Bastante mais tarde, entra em vigor a «Lei da Despenalização da Interrupção Voluntária da Gravidez»[8] que contribuiu para a diminuição do aborto clandestino.
Consagradas na lei as reivindicações femininas, o estatuto da mulher foi mudando gradualmente para melhor e elas assumiram-se como cidadãs de pleno direito na construção duma sociedade mais justa e fraterna.
Vivência em democracia
Ao longo destes 50 anos é inegável que as portuguesas contribuíram, de modo inestimável, para o desenvolvimento e o progresso do país.
Activas em todos os sectores da sociedade: educação e ensino, saúde, cultura, ciência, economia, inclusive na política, elas exercem as mais diversas profissões e distinguem-se como autarcas.

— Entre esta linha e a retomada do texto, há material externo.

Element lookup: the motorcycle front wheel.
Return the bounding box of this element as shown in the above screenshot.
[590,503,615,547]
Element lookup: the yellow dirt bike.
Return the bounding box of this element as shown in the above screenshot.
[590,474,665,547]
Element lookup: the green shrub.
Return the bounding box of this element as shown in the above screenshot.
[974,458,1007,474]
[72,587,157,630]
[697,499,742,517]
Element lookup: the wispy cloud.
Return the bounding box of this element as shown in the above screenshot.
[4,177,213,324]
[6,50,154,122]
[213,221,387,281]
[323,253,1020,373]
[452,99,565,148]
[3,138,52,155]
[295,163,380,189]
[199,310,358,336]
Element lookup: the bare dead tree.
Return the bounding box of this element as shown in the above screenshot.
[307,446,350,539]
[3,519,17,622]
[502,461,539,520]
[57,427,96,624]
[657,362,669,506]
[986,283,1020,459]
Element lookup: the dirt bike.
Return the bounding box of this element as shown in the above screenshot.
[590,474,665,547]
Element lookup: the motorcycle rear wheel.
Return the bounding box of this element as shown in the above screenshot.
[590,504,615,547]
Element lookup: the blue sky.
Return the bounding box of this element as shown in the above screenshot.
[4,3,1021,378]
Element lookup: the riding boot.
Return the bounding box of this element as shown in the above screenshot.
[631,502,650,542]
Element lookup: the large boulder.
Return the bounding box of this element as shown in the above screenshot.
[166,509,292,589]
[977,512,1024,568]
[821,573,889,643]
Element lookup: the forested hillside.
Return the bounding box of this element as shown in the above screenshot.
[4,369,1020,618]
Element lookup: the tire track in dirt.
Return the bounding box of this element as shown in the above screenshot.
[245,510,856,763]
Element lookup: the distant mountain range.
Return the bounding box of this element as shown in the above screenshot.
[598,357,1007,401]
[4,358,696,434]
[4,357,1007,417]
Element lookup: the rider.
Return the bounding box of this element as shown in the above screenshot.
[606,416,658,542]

Apesar destes sucessos, Abril ainda não foi cumprido. Não basta a consagração na lei, pois na prática existem desigualdades e discriminações. Nomeamos algumas:
- A diferenciação salarial para trabalho de igual valor, o homem recebe sempre mais do que a sua colega de trabalho;
- As dificuldades encontradas na ascensão da carreira, no acesso a lugares de topo;
- O desemprego feminino é em número superior ao do homem;
- O aumento do número de mulheres só aparece em postos de trabalho com níveis de qualificação mais baixos.
Note-se ainda a subida impressionante da violência doméstica contra as mulheres, com perda de vidas.
São problemas múltiplos e variados a exigirem solução sem todavia serem tomadas as decisões indispensáveis à sua efectivação.
Nos tempos turbulentos e difíceis que se vivem actualmente as mulheres actualizam as suas reivindicações e, organizadas em diferentes associações, continuam a sua luta pela igualdade de oportunidades (que após a Conferência de Pequim em 1995 passou a designar-se de “igualdade de género”).
Isto significa pôr ao serviço da sociedade as competências e talentos dos cidadãos e das cidadãs para a resolução dos problemas. Só desta forma a sociedade poderá progredir.
Mas há ainda outras lutas. As mulheres portuguesas querem o fim das guerras e reafirmam que só a Paz representa vida, progresso, diálogo e entendimento entre povos.
As mulheres enfrentam dificuldades com as subidas brutais do custo de vida, o aumento das rendas, da energia, das comunicações, e reagem.
As mulheres denunciam situações discriminatórias e defendem a sua dignidade.
As mulheres insurgem-se contra os despedimentos e o seu contínuo empobrecimento, que lhes faz perder direitos.
As mulheres exigem que os valores e os princípios de Abril sejam respeitados e prossigam o seu caminho em frente.
Notas: [1] Decreto-Lei nº 251/74, 12 de Junho [2] Decreto-Lei nº 308/74, 6 de Julho [3] Decreto-Lei nº 492/74, 27 de Setembro [4] Decreto-Lei nº 621/74, 15 de Novembro [5] Decreto-Lei nº 392/79, 20 de Setembro [6] Decreto-Lei nº 112/76, 7 de Fevereiro [7] A inovação introduzida é o direito ser extensivo ao casamento canónico. [8] A Lei 16/2007, 17 de Abril, despenaliza a IVG quando realizada por opção da mulher nas primeiras 10 semanas de gravidez.